I would probably never have known about this book if it weren’t for my friend Susan Cumins who is one of the 18 local artists whose drawings bring the plants that Largo describes to life on the printed page.

They are 16 women and 2 men, the youngest around 50, the oldest 90. Most are not professional artists but enjoy drawing the plants in a scientific manner. The illustrations are done by pen with black ink; Photoshop was used to turn some watercolour versions into black outlines with shading.

They are members of Tropical Botanic Artists, an informal group organized in 2006 after they had taken botanical drawing classes with Donna Torres at the Fairchild Tropical Botanic Garden in Coral Gables, Florida, in the Miami area.

The group meets once a month at the home of a member. There are no dues, no membership applications, and no bureaucracy.

Torres who is one of the artists represented in Big Bad Book of Botany contributed five drawings. Beverly Borland, co-director of Tropical Botanic Artists, provided 25. Cumins is responsible for 13 illustrations including the wattieza that Largo calls “the tree that changed the world.”

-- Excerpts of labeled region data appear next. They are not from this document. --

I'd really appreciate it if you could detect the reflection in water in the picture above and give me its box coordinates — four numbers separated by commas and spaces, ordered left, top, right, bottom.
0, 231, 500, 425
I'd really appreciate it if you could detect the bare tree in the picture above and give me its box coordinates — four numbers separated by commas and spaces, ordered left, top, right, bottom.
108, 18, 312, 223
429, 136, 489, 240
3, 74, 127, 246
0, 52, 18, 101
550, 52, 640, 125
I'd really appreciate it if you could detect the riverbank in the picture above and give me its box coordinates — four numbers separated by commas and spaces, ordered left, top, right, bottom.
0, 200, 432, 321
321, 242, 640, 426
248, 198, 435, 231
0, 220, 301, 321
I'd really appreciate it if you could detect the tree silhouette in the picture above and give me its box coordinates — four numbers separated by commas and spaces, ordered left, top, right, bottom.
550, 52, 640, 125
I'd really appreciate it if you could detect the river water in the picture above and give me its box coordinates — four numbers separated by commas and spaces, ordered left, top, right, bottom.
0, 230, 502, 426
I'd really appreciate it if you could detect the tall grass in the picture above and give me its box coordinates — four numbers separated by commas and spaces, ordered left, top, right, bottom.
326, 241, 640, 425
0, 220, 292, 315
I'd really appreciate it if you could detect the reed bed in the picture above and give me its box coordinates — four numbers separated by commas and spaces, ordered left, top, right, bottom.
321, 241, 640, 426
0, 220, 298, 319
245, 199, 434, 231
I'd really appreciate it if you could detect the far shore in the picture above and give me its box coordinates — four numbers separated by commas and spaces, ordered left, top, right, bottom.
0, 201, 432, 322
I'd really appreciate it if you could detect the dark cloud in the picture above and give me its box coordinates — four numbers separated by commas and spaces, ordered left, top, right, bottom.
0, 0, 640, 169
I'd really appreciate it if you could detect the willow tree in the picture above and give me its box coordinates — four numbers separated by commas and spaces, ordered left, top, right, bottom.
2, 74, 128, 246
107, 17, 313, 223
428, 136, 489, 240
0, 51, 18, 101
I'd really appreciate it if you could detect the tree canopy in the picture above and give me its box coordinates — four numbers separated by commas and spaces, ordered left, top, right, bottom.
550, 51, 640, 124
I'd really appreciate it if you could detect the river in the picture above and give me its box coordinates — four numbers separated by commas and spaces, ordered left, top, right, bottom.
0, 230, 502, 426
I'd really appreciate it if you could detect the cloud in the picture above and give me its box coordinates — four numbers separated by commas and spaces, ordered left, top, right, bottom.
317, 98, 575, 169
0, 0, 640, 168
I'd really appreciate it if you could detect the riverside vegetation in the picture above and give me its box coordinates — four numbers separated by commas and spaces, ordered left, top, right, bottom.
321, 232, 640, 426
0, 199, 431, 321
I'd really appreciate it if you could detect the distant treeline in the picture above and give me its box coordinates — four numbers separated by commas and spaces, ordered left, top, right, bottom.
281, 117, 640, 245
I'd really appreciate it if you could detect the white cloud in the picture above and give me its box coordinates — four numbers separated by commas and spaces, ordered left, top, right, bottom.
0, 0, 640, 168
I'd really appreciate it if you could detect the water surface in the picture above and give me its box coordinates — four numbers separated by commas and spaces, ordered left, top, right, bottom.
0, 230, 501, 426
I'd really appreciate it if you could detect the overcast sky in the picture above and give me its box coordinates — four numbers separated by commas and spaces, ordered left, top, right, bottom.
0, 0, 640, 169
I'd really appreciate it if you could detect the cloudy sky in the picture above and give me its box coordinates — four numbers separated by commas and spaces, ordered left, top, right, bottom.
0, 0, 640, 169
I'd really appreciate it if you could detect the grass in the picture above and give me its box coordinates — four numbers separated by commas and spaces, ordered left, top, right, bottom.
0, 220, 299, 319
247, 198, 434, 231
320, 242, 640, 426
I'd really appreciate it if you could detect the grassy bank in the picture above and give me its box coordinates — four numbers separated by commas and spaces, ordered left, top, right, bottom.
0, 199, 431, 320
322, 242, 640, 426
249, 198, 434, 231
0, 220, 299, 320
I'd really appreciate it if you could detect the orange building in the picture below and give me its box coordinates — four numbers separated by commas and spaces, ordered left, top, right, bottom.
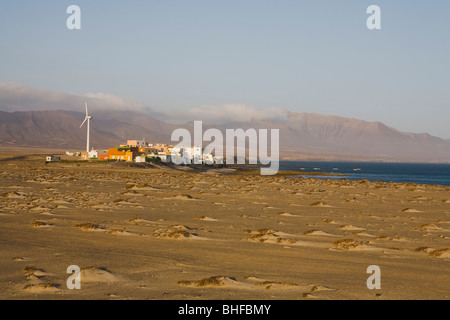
108, 148, 136, 161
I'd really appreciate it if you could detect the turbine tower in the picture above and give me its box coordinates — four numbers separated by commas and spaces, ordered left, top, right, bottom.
80, 102, 92, 152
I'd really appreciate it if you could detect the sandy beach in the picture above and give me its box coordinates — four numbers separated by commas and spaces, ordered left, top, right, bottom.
0, 153, 450, 300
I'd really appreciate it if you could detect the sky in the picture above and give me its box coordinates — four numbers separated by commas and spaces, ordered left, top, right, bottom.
0, 0, 450, 139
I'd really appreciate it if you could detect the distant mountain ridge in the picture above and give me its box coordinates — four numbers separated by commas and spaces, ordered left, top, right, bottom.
0, 110, 450, 162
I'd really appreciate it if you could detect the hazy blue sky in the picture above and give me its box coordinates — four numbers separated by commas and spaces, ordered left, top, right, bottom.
0, 0, 450, 138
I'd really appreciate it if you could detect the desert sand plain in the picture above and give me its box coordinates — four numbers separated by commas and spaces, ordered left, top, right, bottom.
0, 153, 450, 300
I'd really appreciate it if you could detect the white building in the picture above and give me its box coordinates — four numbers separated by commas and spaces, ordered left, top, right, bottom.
45, 156, 61, 162
134, 156, 146, 162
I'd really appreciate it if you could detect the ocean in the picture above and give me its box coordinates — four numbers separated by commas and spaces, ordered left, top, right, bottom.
280, 161, 450, 186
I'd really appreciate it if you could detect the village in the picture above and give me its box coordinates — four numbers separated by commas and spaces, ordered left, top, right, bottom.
53, 140, 223, 165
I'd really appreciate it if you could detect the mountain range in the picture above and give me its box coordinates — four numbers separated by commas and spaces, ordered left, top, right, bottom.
0, 110, 450, 162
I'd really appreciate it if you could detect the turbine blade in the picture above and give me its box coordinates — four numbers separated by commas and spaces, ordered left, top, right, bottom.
80, 118, 87, 128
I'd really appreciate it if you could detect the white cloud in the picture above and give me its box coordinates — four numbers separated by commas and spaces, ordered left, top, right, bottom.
161, 104, 288, 124
0, 82, 148, 112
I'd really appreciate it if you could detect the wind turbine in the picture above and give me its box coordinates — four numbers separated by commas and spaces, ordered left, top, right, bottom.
80, 102, 92, 152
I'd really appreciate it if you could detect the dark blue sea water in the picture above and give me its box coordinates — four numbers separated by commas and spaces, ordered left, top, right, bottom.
280, 161, 450, 186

According to Largo, the wattieza is “officially the first and oldest known tree to have thrived on the planet.” Cumins’ drawing above shows the top of the wattieza, a crown of branches with leaves like a fern.

A fossilized version was found in New York State in 2004 and led researchers to conclude that this plant – basically a trunk 24 feet tall with a brush at the top – flourished millions of years before dinosaurs and other animals existed.

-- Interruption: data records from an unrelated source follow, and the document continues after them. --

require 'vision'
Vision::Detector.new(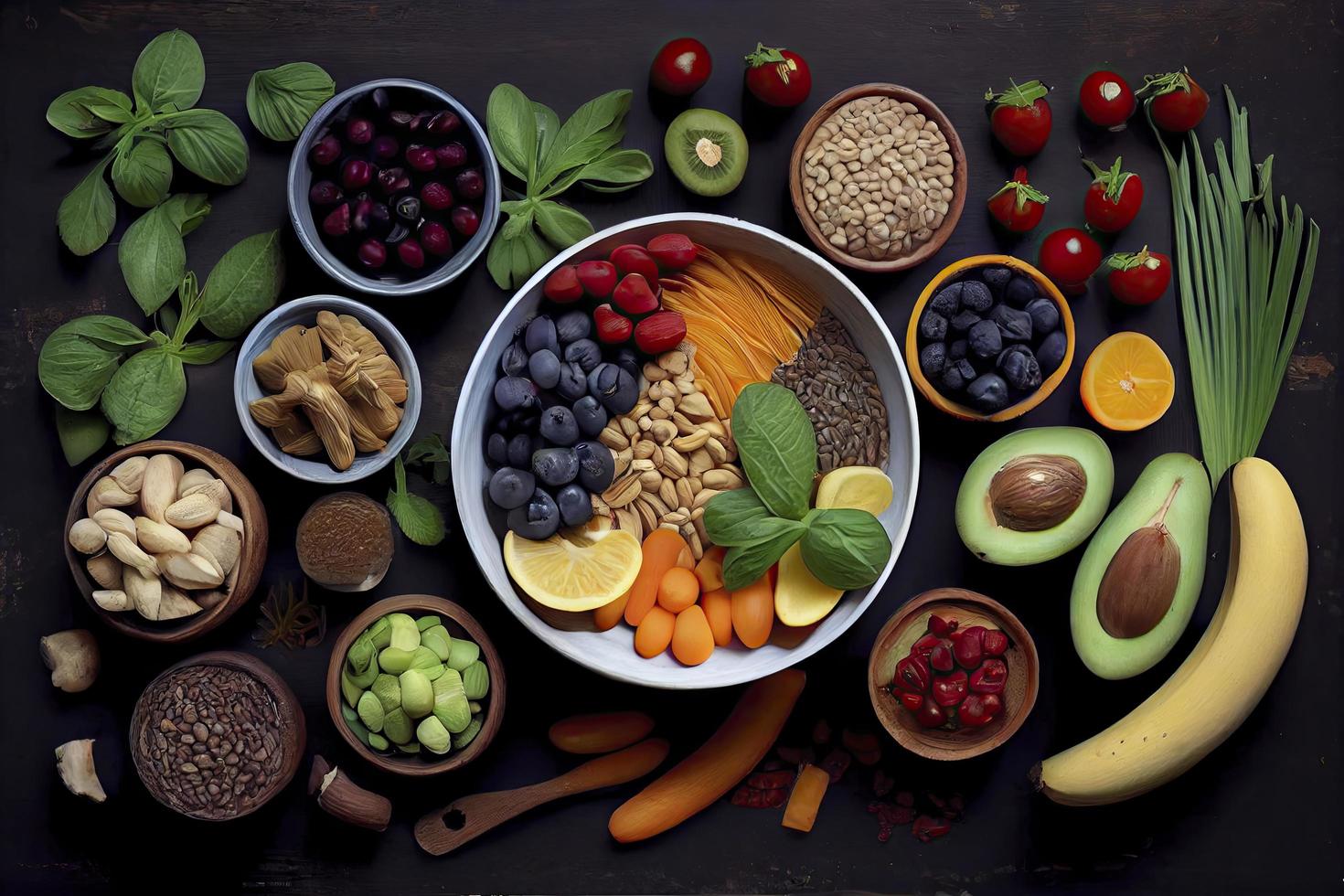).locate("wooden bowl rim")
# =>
[869,589,1040,762]
[62,439,270,644]
[326,593,506,778]
[906,252,1076,423]
[126,650,308,822]
[789,82,970,274]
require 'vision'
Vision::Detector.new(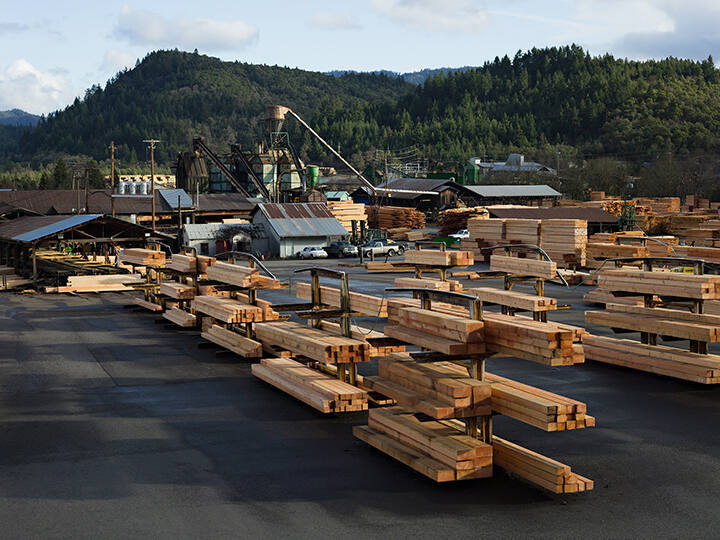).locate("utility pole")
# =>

The book also covers more familiar plants like skunk cabbage, sunflower, tobacco, tulip, tupelo, vanilla, and yew to focus on the last part of the alphabet. Largo doesn’t explain why he selected these plants rather than others, but he does say that he tried to combine the traditional “reference-like quality” of works like the Indian Avestan Writings from about 1100 BC and the Historia Plantarum from about 200 BC with “descriptions, life cycles, advice on cultivation, and the benefits these plants provide.”

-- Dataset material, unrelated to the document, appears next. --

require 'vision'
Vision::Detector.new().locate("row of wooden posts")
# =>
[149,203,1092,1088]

“I hope to capture the incredible diversity of plants and marvel at the vast plant kingdom’s many wonders,” writes Largo. For the reader the illustrations and the stories like the one about the bleeding heart are a delight.

A young man pursued a maiden who didn’t respond no matter how many gifts he gave her. Discouraged, he stabbed himself in the heart. Where he fell, the first bleeding heart flower appeared.

Dragonwort, on the other hand, is similar to tarragon and adds flavor to foods that don’t have much. It’s used in classic French cuisine to make Bearnaise sauce and in some other countries to flavor a soft drink. Why dragonwort? Apparently, long ago, it was used to repel dragons . . . who didn’t like the aroma.